Kaggle house price prediction with Gluon and k-fold cross-validation

Updates: `Share your score and method here <https://discuss.mxnet.io/t/kaggle-exercise-1-house-price-prediction-with-gluon/51>`__.

How have you been doing so far on the journey of Deep Learning---the Straight Dope?

It’s time to get your hands dirty.

Let’s get started.

Introduction

In this tutorial, we introduce how to use Gluon for competition on Kaggle. Specifically, we will take the house price prediction problem as a case study.

We will provide a basic end-to-end pipeline for completing a common Kaggle challenge. We will demonstrate how to use pandas to pre-process the real-world data sets, such as:

  • Handling categorical data
  • Handling missing values
  • Standardizing numerical features

Note that this tutorial only provides a very basic pipeline.

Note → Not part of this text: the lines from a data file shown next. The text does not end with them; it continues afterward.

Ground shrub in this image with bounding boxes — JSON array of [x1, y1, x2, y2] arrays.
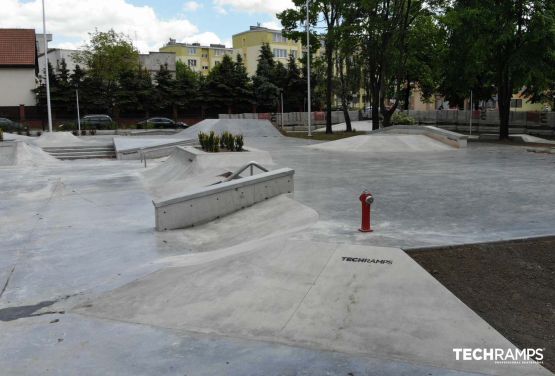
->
[[0, 128, 3, 142], [391, 111, 416, 125], [235, 135, 244, 151], [198, 131, 244, 152]]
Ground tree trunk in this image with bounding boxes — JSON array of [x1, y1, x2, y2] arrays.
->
[[338, 56, 352, 132], [370, 78, 380, 130], [497, 68, 512, 140], [173, 105, 178, 121], [325, 41, 334, 134]]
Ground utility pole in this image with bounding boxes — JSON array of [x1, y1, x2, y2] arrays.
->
[[76, 88, 81, 134], [41, 0, 53, 132], [469, 90, 473, 135], [306, 0, 312, 136]]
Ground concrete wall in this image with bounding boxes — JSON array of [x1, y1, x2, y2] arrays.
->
[[371, 125, 468, 148], [153, 168, 294, 231], [0, 69, 36, 106]]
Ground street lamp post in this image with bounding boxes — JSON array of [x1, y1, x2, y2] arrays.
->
[[306, 0, 312, 136], [280, 89, 284, 129], [41, 0, 53, 132], [76, 87, 81, 134]]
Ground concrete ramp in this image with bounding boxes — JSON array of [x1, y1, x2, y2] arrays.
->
[[157, 195, 318, 252], [0, 141, 60, 167], [308, 134, 456, 153], [76, 238, 549, 376], [142, 146, 275, 199], [177, 119, 282, 138], [35, 131, 88, 147]]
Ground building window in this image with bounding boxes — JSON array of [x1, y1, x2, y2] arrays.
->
[[188, 47, 197, 54], [188, 59, 197, 67], [510, 99, 523, 108], [273, 48, 288, 58], [273, 33, 287, 43], [201, 53, 208, 58], [214, 49, 225, 56], [203, 66, 209, 70], [290, 50, 297, 58]]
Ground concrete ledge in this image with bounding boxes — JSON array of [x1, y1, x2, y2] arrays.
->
[[116, 139, 196, 160], [372, 125, 468, 148], [153, 167, 294, 231]]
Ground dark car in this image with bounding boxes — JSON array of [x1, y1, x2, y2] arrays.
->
[[80, 115, 114, 129], [137, 117, 188, 129], [0, 117, 26, 133]]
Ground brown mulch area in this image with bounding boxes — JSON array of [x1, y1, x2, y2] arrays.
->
[[407, 236, 555, 373]]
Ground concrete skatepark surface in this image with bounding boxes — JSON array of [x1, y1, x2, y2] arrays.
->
[[308, 134, 456, 153], [1, 123, 553, 375]]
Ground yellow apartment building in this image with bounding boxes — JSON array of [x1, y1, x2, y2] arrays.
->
[[232, 26, 304, 76], [159, 39, 234, 76]]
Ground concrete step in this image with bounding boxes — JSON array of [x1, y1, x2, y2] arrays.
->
[[42, 145, 116, 160], [55, 152, 116, 160]]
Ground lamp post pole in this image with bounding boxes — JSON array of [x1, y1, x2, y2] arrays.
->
[[41, 0, 53, 133], [76, 88, 81, 134], [306, 0, 312, 136]]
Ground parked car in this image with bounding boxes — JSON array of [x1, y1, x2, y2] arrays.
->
[[0, 117, 26, 133], [136, 117, 188, 129], [80, 115, 114, 129]]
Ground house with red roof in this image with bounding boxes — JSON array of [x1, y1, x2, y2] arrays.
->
[[0, 28, 38, 121]]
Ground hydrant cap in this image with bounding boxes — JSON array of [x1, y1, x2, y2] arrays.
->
[[365, 195, 374, 205]]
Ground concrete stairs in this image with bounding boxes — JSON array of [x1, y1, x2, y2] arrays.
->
[[42, 144, 116, 160]]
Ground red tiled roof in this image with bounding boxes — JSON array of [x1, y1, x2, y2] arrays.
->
[[0, 29, 36, 67]]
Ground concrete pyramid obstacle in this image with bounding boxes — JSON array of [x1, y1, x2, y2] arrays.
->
[[76, 236, 549, 376], [178, 119, 282, 138]]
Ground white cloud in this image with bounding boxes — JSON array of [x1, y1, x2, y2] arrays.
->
[[1, 0, 222, 52], [261, 17, 283, 30], [213, 0, 293, 15], [183, 1, 202, 12], [213, 5, 228, 15]]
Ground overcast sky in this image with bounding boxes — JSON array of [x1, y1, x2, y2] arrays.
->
[[1, 0, 294, 52]]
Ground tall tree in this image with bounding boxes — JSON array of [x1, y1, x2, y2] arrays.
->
[[441, 0, 555, 139], [253, 43, 280, 112], [73, 29, 140, 118], [285, 54, 306, 112], [280, 0, 344, 134]]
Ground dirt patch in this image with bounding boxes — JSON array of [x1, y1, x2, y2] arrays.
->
[[407, 236, 555, 373]]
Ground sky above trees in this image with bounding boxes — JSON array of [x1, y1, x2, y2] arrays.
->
[[1, 0, 292, 52]]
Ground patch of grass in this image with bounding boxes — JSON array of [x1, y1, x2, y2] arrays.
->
[[282, 130, 366, 141]]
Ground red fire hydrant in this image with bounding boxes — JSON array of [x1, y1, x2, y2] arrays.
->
[[359, 191, 374, 232]]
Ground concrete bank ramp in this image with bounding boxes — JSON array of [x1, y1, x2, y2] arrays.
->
[[0, 141, 60, 167], [113, 137, 196, 160], [142, 146, 275, 199], [35, 131, 89, 147], [308, 134, 456, 153], [158, 194, 318, 252], [76, 238, 549, 376], [177, 119, 282, 138]]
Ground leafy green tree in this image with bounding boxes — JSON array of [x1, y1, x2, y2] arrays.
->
[[231, 54, 254, 112], [204, 55, 237, 113], [285, 54, 306, 111], [253, 43, 280, 112], [441, 0, 555, 139], [175, 60, 200, 114], [73, 29, 140, 118], [154, 64, 179, 119], [280, 0, 344, 133]]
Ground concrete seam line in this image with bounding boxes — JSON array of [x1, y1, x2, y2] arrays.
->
[[0, 266, 15, 300], [279, 244, 339, 332]]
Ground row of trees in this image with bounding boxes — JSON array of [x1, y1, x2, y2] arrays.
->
[[279, 0, 555, 138], [36, 30, 319, 123]]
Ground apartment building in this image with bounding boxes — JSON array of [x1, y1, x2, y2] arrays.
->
[[232, 26, 303, 76], [159, 39, 233, 75]]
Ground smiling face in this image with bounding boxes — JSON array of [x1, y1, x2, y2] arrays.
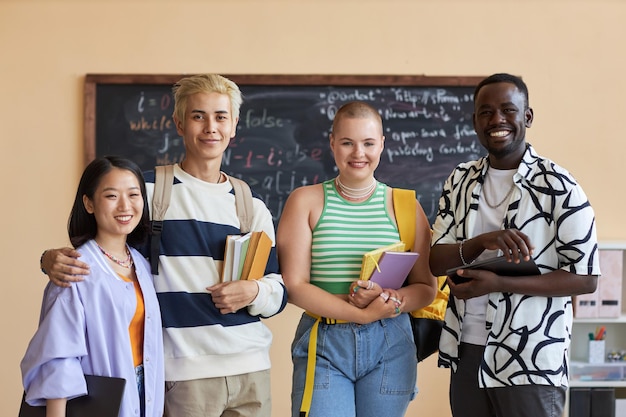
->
[[83, 167, 144, 243], [329, 115, 385, 185], [174, 92, 239, 165], [473, 82, 533, 168]]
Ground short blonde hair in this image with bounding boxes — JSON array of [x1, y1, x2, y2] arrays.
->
[[172, 74, 243, 124], [331, 101, 382, 134]]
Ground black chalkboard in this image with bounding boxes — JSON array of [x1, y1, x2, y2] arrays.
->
[[85, 74, 486, 224]]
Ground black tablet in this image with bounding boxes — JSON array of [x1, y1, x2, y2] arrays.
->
[[446, 255, 540, 284], [19, 374, 126, 417]]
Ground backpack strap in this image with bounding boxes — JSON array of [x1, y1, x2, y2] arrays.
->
[[150, 164, 174, 275], [228, 175, 254, 234], [392, 188, 416, 250]]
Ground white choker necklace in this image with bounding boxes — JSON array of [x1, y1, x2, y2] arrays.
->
[[335, 176, 376, 201]]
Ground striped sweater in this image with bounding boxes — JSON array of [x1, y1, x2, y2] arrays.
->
[[143, 164, 287, 381]]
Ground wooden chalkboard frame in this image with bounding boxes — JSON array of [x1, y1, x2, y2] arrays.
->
[[83, 74, 485, 166]]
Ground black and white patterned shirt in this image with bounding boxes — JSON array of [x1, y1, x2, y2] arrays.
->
[[433, 144, 600, 388]]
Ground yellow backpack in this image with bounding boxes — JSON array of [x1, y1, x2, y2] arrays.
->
[[393, 188, 449, 362]]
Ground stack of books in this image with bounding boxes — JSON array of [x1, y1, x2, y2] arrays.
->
[[360, 241, 419, 289], [222, 231, 272, 282]]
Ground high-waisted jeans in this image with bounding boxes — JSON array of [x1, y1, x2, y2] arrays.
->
[[291, 312, 417, 417]]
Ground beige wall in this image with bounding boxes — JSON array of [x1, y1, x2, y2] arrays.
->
[[2, 0, 625, 415]]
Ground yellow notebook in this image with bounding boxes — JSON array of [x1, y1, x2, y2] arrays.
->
[[359, 241, 406, 280], [240, 231, 272, 280]]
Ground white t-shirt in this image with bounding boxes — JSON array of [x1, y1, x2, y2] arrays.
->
[[461, 167, 516, 346]]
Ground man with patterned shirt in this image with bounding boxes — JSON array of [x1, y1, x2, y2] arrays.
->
[[429, 73, 600, 417]]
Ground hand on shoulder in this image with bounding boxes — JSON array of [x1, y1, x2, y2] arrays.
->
[[41, 247, 90, 288]]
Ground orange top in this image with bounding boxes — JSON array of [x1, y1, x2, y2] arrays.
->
[[118, 274, 145, 367]]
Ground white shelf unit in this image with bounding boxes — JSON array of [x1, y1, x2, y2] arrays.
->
[[566, 242, 626, 417]]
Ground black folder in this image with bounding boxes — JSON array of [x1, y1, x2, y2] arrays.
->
[[19, 374, 126, 417], [446, 255, 540, 284]]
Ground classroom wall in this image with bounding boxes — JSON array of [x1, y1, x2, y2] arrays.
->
[[2, 0, 625, 415]]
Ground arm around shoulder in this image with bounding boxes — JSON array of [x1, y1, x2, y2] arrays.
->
[[40, 247, 90, 287]]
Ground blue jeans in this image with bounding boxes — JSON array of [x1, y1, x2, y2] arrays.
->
[[291, 313, 417, 417], [136, 364, 145, 417]]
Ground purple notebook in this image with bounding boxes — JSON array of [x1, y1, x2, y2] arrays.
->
[[369, 251, 419, 289]]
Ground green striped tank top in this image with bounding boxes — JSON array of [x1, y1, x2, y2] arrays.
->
[[310, 179, 401, 294]]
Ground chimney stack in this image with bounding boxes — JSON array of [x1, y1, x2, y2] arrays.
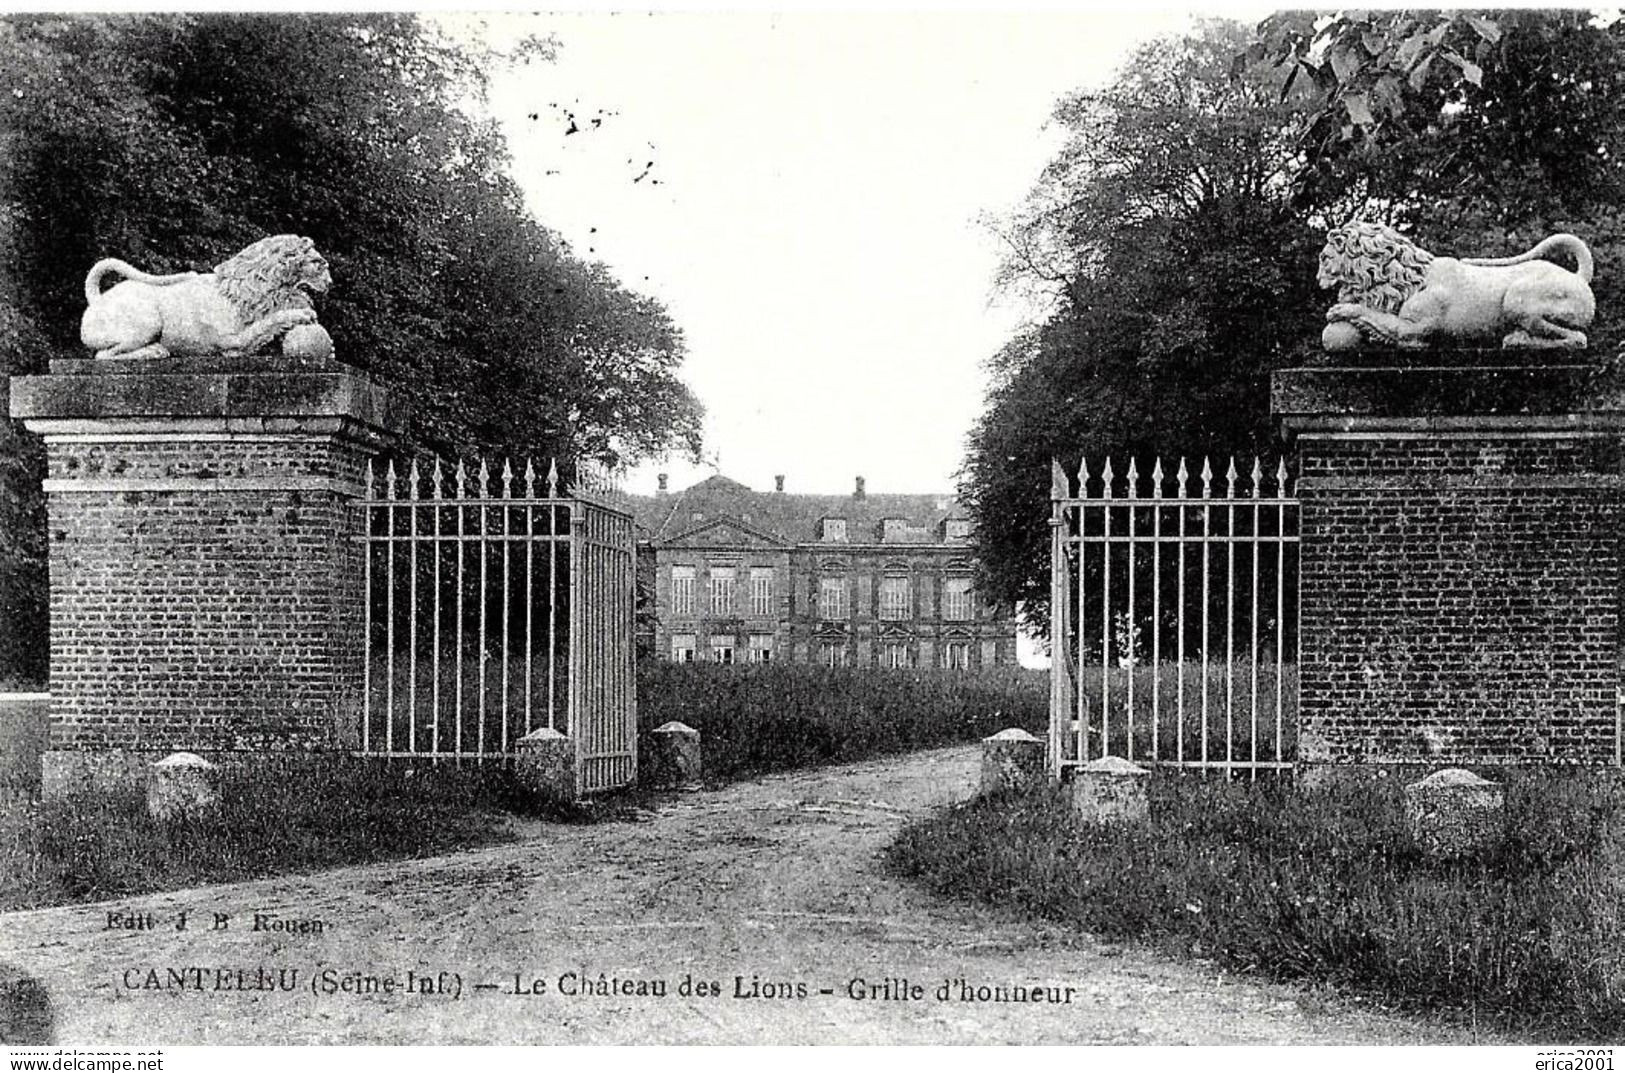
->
[[657, 473, 669, 494], [854, 476, 866, 500], [774, 474, 785, 493]]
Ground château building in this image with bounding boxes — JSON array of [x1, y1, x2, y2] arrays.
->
[[626, 473, 1018, 668]]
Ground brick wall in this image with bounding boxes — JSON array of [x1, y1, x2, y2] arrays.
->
[[1297, 433, 1622, 764], [45, 437, 370, 754]]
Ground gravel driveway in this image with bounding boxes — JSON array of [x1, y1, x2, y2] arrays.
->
[[0, 744, 1502, 1045]]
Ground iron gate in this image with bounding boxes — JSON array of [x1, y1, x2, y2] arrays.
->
[[1050, 456, 1300, 778], [358, 456, 637, 795]]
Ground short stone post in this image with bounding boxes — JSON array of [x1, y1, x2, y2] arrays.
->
[[980, 728, 1044, 795], [1403, 767, 1504, 858], [1070, 755, 1150, 826], [514, 727, 575, 804], [648, 721, 701, 789], [146, 752, 221, 821]]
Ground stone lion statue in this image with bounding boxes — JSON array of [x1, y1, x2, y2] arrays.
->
[[79, 234, 332, 361], [1319, 221, 1595, 351]]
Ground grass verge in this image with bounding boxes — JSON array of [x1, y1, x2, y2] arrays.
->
[[884, 773, 1625, 1039], [0, 757, 561, 912]]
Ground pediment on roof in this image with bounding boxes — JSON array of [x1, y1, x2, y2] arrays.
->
[[940, 625, 978, 639], [659, 516, 786, 549], [877, 622, 916, 640], [813, 620, 850, 637]]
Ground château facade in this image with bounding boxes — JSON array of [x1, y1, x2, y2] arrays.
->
[[626, 474, 1018, 669]]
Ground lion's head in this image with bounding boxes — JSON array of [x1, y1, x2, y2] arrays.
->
[[215, 235, 331, 324], [1317, 221, 1434, 315]]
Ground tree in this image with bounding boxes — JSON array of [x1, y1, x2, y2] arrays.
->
[[963, 22, 1327, 636], [965, 13, 1625, 638], [0, 14, 705, 682]]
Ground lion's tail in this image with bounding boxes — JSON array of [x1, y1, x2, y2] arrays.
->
[[1462, 234, 1593, 283], [83, 259, 200, 304]]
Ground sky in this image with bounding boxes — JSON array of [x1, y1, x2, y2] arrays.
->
[[455, 9, 1255, 499]]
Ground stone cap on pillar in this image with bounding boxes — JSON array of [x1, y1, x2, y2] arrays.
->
[[9, 354, 405, 448], [1272, 359, 1625, 436], [1271, 358, 1625, 440]]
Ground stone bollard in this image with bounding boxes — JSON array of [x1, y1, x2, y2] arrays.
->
[[648, 721, 702, 789], [146, 752, 221, 822], [980, 728, 1045, 795], [1404, 767, 1504, 858], [1070, 755, 1150, 826], [514, 727, 575, 804]]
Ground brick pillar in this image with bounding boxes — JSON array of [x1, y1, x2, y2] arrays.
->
[[9, 356, 402, 794], [1273, 360, 1625, 774]]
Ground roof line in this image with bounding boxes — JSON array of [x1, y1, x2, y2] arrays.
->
[[652, 484, 690, 541], [658, 513, 791, 547]]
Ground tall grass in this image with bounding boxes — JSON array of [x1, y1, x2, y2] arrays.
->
[[885, 772, 1625, 1038], [1062, 661, 1298, 764], [0, 758, 531, 911], [367, 647, 571, 756], [637, 663, 1047, 783]]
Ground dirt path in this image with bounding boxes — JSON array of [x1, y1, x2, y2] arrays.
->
[[0, 745, 1502, 1045]]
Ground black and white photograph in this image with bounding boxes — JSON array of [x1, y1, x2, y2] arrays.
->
[[0, 4, 1622, 1056]]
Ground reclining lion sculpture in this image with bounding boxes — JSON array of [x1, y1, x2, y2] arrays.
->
[[79, 234, 332, 361], [1319, 221, 1595, 351]]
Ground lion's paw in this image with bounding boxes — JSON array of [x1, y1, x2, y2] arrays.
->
[[1326, 303, 1362, 322]]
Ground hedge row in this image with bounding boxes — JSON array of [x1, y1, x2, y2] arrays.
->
[[636, 662, 1046, 784]]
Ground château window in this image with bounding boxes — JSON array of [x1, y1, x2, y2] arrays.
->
[[747, 634, 774, 663], [708, 565, 736, 615], [943, 641, 971, 671], [945, 519, 971, 543], [750, 568, 774, 617], [943, 577, 973, 621], [883, 642, 911, 669], [821, 518, 848, 543], [879, 575, 911, 621], [819, 577, 847, 619], [670, 634, 697, 663], [671, 566, 695, 616], [709, 637, 735, 664], [819, 641, 848, 668]]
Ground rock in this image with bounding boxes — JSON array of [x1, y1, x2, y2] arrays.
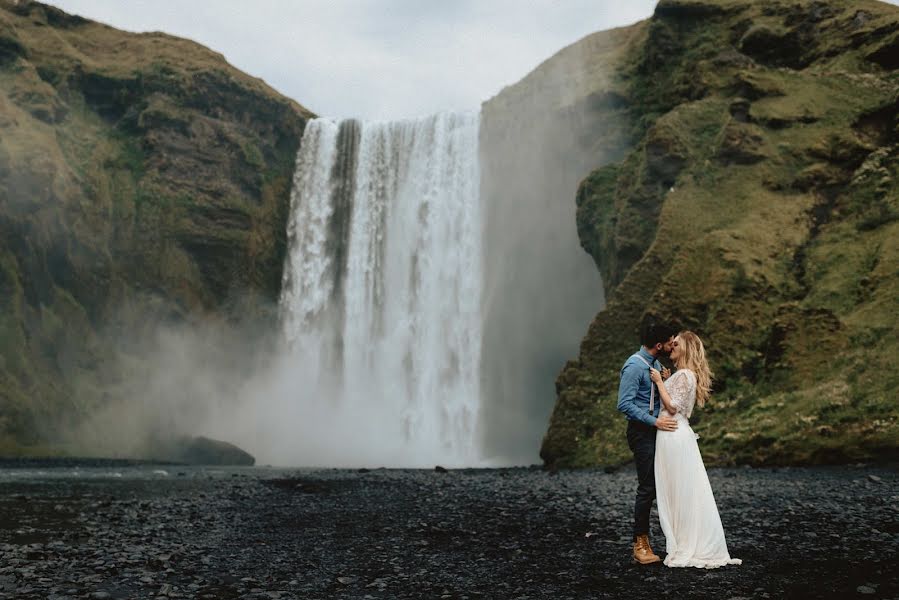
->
[[154, 436, 255, 466], [868, 475, 882, 483], [337, 576, 357, 585], [733, 70, 785, 100], [739, 25, 797, 66], [0, 23, 27, 66], [791, 163, 849, 192], [857, 585, 876, 594], [644, 123, 688, 186], [434, 465, 448, 473], [866, 33, 899, 70], [716, 122, 767, 165], [711, 49, 755, 69], [728, 99, 751, 123]]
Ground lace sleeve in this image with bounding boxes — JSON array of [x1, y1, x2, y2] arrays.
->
[[665, 370, 696, 417]]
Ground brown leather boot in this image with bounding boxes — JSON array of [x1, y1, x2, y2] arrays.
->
[[633, 534, 661, 564]]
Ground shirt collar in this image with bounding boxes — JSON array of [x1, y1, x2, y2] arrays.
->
[[638, 347, 658, 365]]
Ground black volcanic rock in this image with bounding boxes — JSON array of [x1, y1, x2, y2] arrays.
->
[[163, 436, 255, 466], [0, 464, 895, 598]]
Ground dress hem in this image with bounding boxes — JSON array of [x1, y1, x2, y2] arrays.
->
[[663, 556, 742, 569]]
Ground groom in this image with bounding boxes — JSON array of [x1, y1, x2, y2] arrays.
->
[[617, 323, 678, 564]]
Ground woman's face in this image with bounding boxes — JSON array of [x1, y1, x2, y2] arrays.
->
[[670, 335, 683, 363]]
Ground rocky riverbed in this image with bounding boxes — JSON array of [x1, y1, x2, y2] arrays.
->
[[0, 461, 895, 599]]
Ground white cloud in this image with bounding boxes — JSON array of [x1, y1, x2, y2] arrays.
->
[[46, 0, 657, 118], [45, 0, 899, 119]]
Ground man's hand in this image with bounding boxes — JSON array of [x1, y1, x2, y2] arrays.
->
[[655, 414, 678, 431]]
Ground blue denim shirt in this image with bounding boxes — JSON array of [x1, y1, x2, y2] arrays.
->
[[617, 347, 661, 427]]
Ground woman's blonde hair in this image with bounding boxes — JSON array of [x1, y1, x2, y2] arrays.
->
[[676, 331, 713, 408]]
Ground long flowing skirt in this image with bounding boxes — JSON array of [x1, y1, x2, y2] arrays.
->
[[655, 415, 741, 568]]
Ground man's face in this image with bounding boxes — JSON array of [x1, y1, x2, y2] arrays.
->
[[658, 336, 675, 357]]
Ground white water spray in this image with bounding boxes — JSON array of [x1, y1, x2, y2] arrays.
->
[[279, 112, 483, 467]]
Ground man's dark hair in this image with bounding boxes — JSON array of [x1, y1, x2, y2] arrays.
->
[[640, 323, 676, 348]]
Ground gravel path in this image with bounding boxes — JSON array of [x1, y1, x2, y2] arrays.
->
[[0, 461, 896, 599]]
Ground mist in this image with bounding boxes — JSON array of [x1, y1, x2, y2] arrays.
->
[[68, 317, 451, 468], [64, 27, 635, 469], [70, 114, 488, 469], [476, 26, 636, 463]]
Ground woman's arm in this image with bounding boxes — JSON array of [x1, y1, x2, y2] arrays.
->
[[649, 368, 678, 415]]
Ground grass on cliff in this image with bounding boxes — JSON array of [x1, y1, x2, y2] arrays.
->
[[0, 1, 311, 453], [544, 0, 899, 468]]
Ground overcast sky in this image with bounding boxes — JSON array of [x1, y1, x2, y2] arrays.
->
[[48, 0, 662, 119], [48, 1, 899, 120]]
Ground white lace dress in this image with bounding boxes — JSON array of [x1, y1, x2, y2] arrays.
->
[[654, 369, 741, 568]]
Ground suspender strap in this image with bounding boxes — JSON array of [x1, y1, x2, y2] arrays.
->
[[634, 355, 655, 414]]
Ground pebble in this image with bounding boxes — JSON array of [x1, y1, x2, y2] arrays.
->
[[857, 585, 876, 594], [0, 462, 895, 599]]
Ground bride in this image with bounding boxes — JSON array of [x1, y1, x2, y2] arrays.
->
[[649, 331, 741, 569]]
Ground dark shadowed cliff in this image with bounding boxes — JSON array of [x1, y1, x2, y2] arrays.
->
[[541, 0, 899, 467], [0, 0, 312, 453]]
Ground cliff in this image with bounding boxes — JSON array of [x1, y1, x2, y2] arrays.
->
[[542, 0, 899, 467], [0, 1, 312, 453], [478, 24, 640, 461]]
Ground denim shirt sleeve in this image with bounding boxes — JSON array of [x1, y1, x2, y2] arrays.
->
[[617, 361, 657, 427]]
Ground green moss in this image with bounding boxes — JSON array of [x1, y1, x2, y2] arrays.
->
[[543, 0, 899, 469], [105, 132, 146, 179], [576, 164, 619, 287], [0, 0, 312, 452], [241, 141, 264, 168]]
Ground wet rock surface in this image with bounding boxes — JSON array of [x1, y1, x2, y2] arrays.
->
[[0, 461, 896, 599]]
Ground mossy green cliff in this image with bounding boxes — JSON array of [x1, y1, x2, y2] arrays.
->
[[542, 0, 899, 468], [0, 1, 312, 453]]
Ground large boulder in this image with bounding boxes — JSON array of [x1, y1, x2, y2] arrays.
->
[[156, 436, 255, 466]]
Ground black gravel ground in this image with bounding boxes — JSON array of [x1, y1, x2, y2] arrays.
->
[[0, 461, 896, 599]]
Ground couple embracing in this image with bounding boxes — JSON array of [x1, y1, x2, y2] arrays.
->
[[618, 323, 741, 569]]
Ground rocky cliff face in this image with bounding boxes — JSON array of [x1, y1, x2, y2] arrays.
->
[[541, 0, 899, 467], [0, 1, 312, 452]]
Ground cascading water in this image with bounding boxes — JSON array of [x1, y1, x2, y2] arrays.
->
[[279, 112, 483, 467]]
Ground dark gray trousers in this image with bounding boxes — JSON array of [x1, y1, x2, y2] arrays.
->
[[626, 420, 657, 538]]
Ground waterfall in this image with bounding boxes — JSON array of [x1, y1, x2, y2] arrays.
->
[[279, 112, 483, 467]]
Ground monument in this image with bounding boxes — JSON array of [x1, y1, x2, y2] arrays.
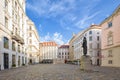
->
[[80, 37, 92, 71]]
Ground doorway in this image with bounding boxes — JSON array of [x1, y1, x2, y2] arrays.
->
[[4, 53, 9, 69], [97, 59, 100, 66]]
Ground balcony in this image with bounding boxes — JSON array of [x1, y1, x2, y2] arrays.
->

We expect you to tweak the following code, such as re-designing models and fine-tuning parameters, to obtain a desirable score on Kaggle.

House Price Prediction Problem on Kaggle

Kaggle is a popular platform for people who love machine learning. To submit the results, please register a Kaggle account. Please note that, Kaggle limits the number of daily submissions to 10.

We take the house price prediction problem as an example to demonstrate how to complete a Kaggle competition with Gluon. Please learn details of the problem by clicking the link to the house price prediction problem before starting.

Load the data set

There are separate training and testing data sets for this competition. Both data sets describe features of every house, such as type of the street, year of building, and basement conditions. Such features can be numeric, categorical, or even missing (na). Only the training dat set has the sale price of each house, which shall be predicted based on features of the testing data set.

The data sets can be downloaded via the link to problem. Specifically, you can directly access the training data set and the testing data set after logging in Kaggle.

We load the data via pandas. Please make sure that it is installed (pip install pandas).

In [1]:
import pandas as pd
import numpy as np

train = pd.read_csv("../data/kaggle/house_pred_train.csv")
test = pd.read_csv("../data/kaggle/house_pred_test.csv")
all_X = pd.concat((train.loc[:, 'MSSubClass':'SaleCondition'],
                      test.loc[:, 'MSSubClass':'SaleCondition']))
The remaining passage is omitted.